Otro escollo son los convenios colectivos de trabajo que, al cabo de 50 años, quedaron tan rígidos y obsoletos como el pensamiento de muchos dirigentes sindicales provenientes de esa misma época y resistentes a cualquier actualización que no sea salarial, salvo contadas excepciones. Más pragmático, el ministro de Producción y Trabajo, Dante Sica, admitió días atrás ante empresarios supermercadistas de la asociación ASU que la frustrada reforma laboral quedará para después de las elecciones de 2019. Y que mientras tanto se buscará avanzar con mesas sectoriales en mejoras de productividad como las acordadas con el gremio petrolero de Vaca Muerta y que, junto con la incorporación de nuevas tecnologías, permitieron una sustancial baja de costos y recuperación de salarios.

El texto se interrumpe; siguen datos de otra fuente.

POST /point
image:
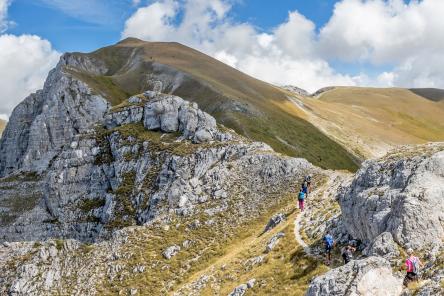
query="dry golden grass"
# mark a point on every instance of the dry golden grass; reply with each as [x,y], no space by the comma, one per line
[251,107]
[2,126]
[370,121]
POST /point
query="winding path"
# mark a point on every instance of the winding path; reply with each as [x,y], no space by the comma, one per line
[325,190]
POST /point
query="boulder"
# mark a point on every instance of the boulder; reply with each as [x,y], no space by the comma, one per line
[370,276]
[383,246]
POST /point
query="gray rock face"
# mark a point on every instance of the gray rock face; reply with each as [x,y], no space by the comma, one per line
[274,221]
[168,114]
[383,246]
[46,121]
[273,242]
[156,155]
[401,194]
[370,276]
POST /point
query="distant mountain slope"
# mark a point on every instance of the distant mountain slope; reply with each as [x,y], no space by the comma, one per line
[253,108]
[434,94]
[369,121]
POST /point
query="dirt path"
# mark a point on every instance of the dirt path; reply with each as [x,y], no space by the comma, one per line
[321,193]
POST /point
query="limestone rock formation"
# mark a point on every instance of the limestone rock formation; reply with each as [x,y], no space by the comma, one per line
[383,246]
[402,194]
[44,122]
[370,276]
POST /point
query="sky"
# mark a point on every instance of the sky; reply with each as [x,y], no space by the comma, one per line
[309,44]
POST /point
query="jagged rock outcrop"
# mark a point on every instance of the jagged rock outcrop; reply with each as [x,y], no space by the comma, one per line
[126,174]
[77,168]
[44,122]
[168,114]
[383,246]
[370,276]
[402,194]
[155,161]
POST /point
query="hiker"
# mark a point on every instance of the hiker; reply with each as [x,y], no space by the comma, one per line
[329,244]
[347,253]
[301,199]
[413,265]
[304,187]
[308,180]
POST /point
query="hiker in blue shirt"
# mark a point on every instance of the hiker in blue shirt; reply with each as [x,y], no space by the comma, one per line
[329,244]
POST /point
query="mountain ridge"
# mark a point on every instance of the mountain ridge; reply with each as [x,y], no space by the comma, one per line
[253,108]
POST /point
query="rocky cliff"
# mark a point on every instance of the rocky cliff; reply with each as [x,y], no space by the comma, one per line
[392,203]
[85,185]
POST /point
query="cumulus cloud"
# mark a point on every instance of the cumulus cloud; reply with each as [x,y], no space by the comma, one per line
[404,37]
[407,37]
[286,55]
[3,14]
[24,64]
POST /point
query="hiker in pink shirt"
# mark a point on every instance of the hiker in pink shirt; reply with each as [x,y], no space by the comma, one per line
[413,265]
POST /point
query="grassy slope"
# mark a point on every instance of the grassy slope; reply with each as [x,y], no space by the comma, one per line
[433,94]
[267,115]
[370,120]
[2,126]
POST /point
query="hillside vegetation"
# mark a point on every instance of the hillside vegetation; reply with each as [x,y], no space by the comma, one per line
[370,121]
[251,107]
[2,126]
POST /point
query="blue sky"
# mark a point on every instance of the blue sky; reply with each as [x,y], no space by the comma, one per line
[70,29]
[309,44]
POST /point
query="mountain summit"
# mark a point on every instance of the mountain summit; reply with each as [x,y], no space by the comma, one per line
[253,108]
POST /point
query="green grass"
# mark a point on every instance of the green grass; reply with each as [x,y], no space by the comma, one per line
[218,88]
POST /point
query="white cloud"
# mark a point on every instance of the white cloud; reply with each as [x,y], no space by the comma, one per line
[284,56]
[24,64]
[404,37]
[407,37]
[3,14]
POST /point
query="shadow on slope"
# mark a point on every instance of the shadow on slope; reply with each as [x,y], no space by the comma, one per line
[251,107]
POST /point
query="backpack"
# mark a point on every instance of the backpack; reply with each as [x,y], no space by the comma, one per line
[415,265]
[301,195]
[328,241]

No menos importantes son los problemas de formación, capacitación y educación. En el mismo cajón de la reforma laboral quedaron un sistema de formación laboral continua y otro de "prácticas formativas" en ambientes de trabajo destinado a estudiantes mayores de 18 años, con una asignación no remunerativa por 12 meses en carácter de estímulo. O sea, un eufemismo de pasantías rentadas, que la dirigencia sindical estigmatizó hace años como "precarización laboral". Aun así, el gobierno porteño puso en marcha "prácticas profesionalizantes" para estudiantes secundarios de 5° y 6° año de escuelas técnicas de la Ciudad de Buenos Aires, para que tomen contacto con la realidad del mundo productivo.
Más compleja es la reforma del sistema educativo, cuya estructura y contenidos se remontan a fines del siglo XIX, cuando la educación pública colocó a la Argentina a la vanguardia de la alfabetización y la inclusión social de los hijos de inmigrantes. Hoy es imprescindible apuntar al esquema de "escuelas ricas para las zonas más pobres" propuesto por el ex ministro Juan José Llach y expander la jornada extendida, que en promedio alcanza a 14% de las escuelas primarias estatales de todo el país (y a 5,7% en el conurbano bonaerense), pese a la ley sancionada en 2006. También, cambiar la lógica del aprendizaje enciclopédico en la enseñanza secundaria, cuyos índices de deserción (40%) son alarmantes. Para eso se necesita mejorar la formación y capacitación de los profesores y jerarquizar su actividad con mejores salarios. Aquí los gremios docentes son parte del problema más que de la solución, con su resistencia a ser evaluados y recurrir a los paros como recurso de primera instancia en nombre de defender la educación pública. Otra prueba fue la violenta resistencia de las minorías más ruidosas a la creación de la nueva universidad de formación docente en el ámbito porteño (UniCABA), como punto de partida de un cambio de mayores alcances que necesita de consenso político interno, más allá de lo que pueda debatirse en el G20.